What we have been doing is to only list versions for the top-level
dependencies needed elsewhere in the book.  The advantage of that is
that we don't fill up the comparison report with random new versions
of some minor depen dency.  The downside is that any random change
can alter the dependencies (that happened to me in the past week,
took me ages to find out what was going on).  And if/when that
happens, the listed dependencies become incorrect.

I'm increasingly thinking that we ought to list the version used for
each dependency - and to NOT automatically check for new versions
until either we are heading for a release, or until a package which
uses something has a new release which needs a later version (biber
tends to be good at that).

The other problem with the perl modules page is that it is long and
deep.  Using versioned entities for everything would solve the
depth (only one level of dependency per module) but probably increase
the page length by at least two orders of magnitude.

Igor's fork of the book was mentioned this week - He has moved his
(three) modules into a separate chapter - although I think he is
missing some dependencies for the one I looked at ;-)  A separate
chapter sounds like the way to go.  Omitting texlive, and therefore
biber, obviously has benefits.

Changing this would be a major and protracted effort.  I think
*something* needs to be done, but my initial change to add
unversioned entities for dependencies doesn't look as if it will
help as much as I had hoped.  And to be honest, if it wasn't for the
pain caused by editing the biber deps I would much prefer to do more
interesting things such as bringing TTF/OTF fonts under control.

I saw that DJ added some modules without dependencies this week : if
you are reading this, how did you find the experience ?

Any alternative views ?

For the meantime I'm still working through the biber deps, that
will take some time and then I'll put them into the CURRENT page
(versioned entities for top-level deps, unversioned entities where
used by more than one other module).

My understanding is that the issue at hand is due to biblatex-biber.

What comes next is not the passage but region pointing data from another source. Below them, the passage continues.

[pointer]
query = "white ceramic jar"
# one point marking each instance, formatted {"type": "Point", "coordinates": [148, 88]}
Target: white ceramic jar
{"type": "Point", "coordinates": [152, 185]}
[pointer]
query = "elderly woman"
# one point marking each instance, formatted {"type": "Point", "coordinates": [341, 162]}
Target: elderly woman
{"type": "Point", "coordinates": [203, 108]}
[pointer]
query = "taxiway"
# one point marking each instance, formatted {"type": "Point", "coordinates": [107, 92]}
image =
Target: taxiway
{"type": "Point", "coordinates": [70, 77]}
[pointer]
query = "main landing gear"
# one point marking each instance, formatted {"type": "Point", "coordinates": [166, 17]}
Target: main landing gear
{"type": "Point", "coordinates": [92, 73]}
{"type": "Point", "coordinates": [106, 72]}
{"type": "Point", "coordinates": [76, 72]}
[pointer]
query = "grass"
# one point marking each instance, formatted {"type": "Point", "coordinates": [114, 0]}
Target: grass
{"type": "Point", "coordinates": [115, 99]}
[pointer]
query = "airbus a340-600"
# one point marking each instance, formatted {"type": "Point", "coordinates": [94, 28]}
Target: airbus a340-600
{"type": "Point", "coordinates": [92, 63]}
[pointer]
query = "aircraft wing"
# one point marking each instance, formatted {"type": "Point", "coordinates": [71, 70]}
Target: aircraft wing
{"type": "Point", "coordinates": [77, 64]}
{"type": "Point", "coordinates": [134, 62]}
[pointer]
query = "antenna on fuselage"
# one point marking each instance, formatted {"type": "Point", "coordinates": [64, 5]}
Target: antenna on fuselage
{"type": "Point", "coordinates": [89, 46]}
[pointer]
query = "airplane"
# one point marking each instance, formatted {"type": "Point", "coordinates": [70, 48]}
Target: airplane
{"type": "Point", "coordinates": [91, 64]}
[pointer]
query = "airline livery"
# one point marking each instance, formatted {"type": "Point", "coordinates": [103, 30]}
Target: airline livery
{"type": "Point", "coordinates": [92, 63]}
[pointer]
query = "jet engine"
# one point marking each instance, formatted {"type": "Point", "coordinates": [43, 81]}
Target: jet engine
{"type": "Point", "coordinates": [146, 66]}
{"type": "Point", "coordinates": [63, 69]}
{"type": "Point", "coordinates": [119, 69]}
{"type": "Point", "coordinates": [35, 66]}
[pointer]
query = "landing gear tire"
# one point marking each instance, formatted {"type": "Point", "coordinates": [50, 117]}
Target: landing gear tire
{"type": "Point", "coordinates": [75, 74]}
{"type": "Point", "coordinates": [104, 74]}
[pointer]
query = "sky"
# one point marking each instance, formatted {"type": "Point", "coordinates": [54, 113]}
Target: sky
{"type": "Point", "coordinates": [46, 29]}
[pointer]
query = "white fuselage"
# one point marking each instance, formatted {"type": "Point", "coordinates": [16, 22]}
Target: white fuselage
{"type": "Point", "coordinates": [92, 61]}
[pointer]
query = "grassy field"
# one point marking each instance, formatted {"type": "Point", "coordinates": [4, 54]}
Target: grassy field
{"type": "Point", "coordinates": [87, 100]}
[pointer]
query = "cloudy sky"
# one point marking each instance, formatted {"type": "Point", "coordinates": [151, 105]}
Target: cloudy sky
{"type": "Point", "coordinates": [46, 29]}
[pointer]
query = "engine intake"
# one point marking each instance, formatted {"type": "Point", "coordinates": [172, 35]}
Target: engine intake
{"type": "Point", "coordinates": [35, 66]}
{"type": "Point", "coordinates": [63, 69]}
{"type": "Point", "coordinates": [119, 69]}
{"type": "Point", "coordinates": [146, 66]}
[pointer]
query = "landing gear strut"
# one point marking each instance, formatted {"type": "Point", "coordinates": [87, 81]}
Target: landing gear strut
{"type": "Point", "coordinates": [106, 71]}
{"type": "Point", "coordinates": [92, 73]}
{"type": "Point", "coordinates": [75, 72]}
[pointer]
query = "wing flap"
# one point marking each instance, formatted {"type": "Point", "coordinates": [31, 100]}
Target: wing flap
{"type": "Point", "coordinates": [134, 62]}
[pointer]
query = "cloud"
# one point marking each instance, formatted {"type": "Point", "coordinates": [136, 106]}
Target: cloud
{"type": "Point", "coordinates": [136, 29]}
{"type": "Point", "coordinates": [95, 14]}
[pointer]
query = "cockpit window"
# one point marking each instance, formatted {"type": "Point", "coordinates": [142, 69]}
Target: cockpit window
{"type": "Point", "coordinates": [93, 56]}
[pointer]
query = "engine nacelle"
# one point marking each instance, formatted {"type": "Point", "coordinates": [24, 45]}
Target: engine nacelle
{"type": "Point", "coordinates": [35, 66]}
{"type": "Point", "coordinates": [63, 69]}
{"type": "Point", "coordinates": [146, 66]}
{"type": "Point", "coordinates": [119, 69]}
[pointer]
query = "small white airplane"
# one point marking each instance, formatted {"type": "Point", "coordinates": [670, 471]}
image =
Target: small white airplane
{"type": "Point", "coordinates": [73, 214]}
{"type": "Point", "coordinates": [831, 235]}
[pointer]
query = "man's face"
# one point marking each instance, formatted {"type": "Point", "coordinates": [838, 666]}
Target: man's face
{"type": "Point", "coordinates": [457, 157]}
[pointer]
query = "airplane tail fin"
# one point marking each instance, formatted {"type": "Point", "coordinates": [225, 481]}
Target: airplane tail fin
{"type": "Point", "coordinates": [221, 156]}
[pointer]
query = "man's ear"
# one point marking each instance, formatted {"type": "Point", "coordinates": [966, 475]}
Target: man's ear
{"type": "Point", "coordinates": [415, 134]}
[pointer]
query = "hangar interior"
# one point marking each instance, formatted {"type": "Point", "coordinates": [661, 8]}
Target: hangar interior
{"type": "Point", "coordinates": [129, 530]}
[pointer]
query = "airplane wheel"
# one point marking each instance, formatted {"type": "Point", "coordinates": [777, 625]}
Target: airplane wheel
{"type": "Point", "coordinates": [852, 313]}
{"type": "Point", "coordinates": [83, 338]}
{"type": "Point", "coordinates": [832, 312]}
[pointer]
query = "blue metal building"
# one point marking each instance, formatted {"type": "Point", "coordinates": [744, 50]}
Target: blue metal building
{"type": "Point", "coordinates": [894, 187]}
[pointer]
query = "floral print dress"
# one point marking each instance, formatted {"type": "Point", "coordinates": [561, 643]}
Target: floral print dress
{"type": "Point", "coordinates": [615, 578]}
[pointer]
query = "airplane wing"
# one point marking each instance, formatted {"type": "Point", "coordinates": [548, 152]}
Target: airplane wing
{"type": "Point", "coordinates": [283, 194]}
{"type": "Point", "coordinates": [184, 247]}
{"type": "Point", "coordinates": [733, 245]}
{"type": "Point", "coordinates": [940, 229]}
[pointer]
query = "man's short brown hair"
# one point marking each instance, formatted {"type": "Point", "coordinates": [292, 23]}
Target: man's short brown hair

I am not in favor of a massive increase in the perl modules page to just accommodate one relatively minor package.

I think a section in biblatex-biber discussing the issue and suggesting using cpan for the biber required modules would be sufficient.

Another option is to just drop the biblatex-biber portion of the book. If a user needs it, there is always install-tl-unx. Adding a huge tail of dependencies is really only needed for biber developers.

If it is dropped, it can be supplemented by a hint that does not need to be updated every time a perl module is updated.